Romy Voos Andrianarisoa,

Directeur de Cabinet du Président de la République

« L'événement organisé à Toamasina sera indubitablement suivi par des business forums dans les autres régions de Madagascar, et avec la nécessité d'engagement de chacune des régions, conformément à la volonté du président de la République. Le secteur public réaffirme qu'il est d'un soutien sans faille dans la facilitation et la sécurisation des investissements du secteur privé ainsi que les différentes mesures qui sont déployées pour permettre une croissance portée à la fois par le secteur public et le secteur privé ».

Tiana Rasamimanana,

Président du Syndicat des Industries de Madagascar (SIM).

« L'agro-business et l'exploitation des autres ressources sont le carburant ou l'énergie qui vont faire tourner le moteur de l'émergence économique régionale.
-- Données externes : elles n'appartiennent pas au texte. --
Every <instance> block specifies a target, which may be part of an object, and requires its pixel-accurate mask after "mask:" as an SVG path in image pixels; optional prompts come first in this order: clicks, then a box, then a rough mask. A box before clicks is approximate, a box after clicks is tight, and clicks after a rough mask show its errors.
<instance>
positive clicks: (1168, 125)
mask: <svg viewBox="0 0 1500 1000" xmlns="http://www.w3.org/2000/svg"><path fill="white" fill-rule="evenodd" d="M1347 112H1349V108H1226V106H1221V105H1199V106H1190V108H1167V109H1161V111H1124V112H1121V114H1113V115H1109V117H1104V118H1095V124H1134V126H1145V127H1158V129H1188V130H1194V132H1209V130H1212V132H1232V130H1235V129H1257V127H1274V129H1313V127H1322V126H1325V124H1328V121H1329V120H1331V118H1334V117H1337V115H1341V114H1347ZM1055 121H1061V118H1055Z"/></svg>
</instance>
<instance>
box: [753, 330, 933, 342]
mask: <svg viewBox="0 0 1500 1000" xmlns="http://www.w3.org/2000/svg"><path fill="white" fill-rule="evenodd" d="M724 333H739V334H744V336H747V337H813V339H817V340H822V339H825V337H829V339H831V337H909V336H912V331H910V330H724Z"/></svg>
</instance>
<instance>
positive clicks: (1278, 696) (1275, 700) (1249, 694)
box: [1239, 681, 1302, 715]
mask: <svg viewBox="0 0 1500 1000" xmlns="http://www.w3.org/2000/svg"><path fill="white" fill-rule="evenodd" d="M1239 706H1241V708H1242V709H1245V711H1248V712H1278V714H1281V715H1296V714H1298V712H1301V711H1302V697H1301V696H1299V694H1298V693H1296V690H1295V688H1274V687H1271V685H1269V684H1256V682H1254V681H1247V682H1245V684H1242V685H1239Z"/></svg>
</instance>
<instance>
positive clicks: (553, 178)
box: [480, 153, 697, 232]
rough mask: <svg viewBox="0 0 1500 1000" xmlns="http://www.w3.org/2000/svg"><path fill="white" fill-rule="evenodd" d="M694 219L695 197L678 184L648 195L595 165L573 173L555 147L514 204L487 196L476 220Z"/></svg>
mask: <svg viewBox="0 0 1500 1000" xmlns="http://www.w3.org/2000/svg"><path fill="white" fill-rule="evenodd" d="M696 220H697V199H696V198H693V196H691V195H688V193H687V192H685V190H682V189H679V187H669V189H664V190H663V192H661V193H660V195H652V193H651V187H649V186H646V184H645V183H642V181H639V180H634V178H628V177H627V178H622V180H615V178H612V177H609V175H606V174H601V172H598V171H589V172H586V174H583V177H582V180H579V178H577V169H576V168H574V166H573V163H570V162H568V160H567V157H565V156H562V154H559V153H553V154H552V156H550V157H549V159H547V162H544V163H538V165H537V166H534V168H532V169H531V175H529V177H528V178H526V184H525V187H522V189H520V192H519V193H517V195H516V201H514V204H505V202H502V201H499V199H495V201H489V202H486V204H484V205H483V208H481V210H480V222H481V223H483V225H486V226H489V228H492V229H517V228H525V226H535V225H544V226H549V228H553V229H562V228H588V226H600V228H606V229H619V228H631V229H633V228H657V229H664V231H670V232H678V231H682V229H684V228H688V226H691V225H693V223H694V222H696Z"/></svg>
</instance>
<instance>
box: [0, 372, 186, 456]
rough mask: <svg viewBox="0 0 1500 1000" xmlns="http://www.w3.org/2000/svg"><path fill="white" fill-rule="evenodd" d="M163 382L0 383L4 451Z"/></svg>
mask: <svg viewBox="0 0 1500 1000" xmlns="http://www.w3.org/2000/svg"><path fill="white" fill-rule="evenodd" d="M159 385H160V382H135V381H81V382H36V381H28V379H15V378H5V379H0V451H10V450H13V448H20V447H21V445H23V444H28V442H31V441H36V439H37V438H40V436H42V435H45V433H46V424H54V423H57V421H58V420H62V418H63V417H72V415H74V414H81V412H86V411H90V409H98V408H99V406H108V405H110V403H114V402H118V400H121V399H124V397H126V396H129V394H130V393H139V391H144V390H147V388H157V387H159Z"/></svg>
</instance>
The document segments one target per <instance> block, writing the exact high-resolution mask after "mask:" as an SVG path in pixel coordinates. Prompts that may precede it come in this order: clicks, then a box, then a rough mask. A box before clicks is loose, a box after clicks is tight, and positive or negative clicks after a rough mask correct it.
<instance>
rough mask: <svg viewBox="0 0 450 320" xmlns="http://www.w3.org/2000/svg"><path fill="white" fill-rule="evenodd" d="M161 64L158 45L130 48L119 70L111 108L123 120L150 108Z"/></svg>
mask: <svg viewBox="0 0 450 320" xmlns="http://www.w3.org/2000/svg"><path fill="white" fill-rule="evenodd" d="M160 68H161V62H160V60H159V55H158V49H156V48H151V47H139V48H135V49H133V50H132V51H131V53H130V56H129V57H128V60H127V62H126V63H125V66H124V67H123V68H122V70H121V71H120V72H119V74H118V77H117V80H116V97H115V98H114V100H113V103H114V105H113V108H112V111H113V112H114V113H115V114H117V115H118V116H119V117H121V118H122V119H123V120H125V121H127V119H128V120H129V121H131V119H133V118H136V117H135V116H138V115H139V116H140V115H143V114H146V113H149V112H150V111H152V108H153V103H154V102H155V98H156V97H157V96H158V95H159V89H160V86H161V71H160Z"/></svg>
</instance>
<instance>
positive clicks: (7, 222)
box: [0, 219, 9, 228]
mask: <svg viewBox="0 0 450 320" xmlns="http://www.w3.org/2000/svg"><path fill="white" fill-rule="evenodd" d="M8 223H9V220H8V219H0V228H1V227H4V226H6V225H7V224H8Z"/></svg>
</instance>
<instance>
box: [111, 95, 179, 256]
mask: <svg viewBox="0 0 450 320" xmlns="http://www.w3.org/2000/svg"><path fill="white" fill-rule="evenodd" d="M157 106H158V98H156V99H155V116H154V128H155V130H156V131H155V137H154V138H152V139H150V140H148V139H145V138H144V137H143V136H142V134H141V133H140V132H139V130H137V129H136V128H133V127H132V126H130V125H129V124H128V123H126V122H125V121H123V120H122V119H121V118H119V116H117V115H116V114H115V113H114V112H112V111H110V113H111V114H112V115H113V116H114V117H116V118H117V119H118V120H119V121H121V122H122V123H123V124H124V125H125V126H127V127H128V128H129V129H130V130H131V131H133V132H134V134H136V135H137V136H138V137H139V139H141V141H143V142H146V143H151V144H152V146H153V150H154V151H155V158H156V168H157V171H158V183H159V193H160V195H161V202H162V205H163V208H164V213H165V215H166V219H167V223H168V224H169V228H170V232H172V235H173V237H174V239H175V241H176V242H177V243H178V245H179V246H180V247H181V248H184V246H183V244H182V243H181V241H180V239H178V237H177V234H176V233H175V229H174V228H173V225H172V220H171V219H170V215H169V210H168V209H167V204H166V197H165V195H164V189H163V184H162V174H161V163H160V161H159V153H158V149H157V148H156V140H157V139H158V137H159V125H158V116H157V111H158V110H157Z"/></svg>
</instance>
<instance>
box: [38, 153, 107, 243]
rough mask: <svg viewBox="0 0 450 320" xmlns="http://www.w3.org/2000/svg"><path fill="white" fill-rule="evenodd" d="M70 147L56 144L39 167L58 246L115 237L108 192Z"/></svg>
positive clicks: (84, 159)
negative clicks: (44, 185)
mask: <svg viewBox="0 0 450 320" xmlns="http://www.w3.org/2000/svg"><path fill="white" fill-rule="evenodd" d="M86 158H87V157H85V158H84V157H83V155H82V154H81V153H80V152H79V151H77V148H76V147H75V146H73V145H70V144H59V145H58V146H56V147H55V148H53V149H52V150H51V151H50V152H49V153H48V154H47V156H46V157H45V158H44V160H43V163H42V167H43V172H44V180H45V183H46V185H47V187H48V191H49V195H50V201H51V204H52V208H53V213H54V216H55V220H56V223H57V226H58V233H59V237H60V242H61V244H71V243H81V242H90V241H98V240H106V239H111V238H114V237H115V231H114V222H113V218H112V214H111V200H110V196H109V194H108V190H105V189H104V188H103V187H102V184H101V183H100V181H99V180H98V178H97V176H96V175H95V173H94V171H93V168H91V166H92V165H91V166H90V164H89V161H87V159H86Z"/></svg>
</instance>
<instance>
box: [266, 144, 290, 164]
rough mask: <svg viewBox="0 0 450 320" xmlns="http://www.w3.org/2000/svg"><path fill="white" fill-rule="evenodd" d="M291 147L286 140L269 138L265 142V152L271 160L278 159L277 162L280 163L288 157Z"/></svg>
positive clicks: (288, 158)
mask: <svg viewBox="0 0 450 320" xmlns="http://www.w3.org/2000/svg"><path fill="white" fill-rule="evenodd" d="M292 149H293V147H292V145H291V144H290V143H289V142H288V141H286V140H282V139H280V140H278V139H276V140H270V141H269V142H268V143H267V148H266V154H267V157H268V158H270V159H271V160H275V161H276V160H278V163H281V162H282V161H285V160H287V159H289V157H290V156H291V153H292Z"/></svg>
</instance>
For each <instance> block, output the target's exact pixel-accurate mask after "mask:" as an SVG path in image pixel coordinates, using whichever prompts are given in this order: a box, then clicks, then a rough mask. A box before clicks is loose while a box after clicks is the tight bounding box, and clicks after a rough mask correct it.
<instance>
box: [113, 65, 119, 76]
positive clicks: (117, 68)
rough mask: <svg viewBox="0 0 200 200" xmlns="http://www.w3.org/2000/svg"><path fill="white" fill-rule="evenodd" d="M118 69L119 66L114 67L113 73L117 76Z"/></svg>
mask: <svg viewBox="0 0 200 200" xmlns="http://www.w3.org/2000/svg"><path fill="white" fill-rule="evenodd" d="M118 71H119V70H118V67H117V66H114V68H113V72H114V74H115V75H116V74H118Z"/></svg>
Néanmoins, nous ne devons pas rester dans la théorie. À l'Etat de garantir la mise en place des infrastructures et la sécurité des biens et des personnes. Mais aussi mettre en place les cadres réglementaires adaptés. Le rôle des investisseurs privés est de transformer, d'innover, de distribuer ou d'exporter, assurer une bonne gestion et payer les taxes. Mais nous voudrions aussi une taxation intelligente ».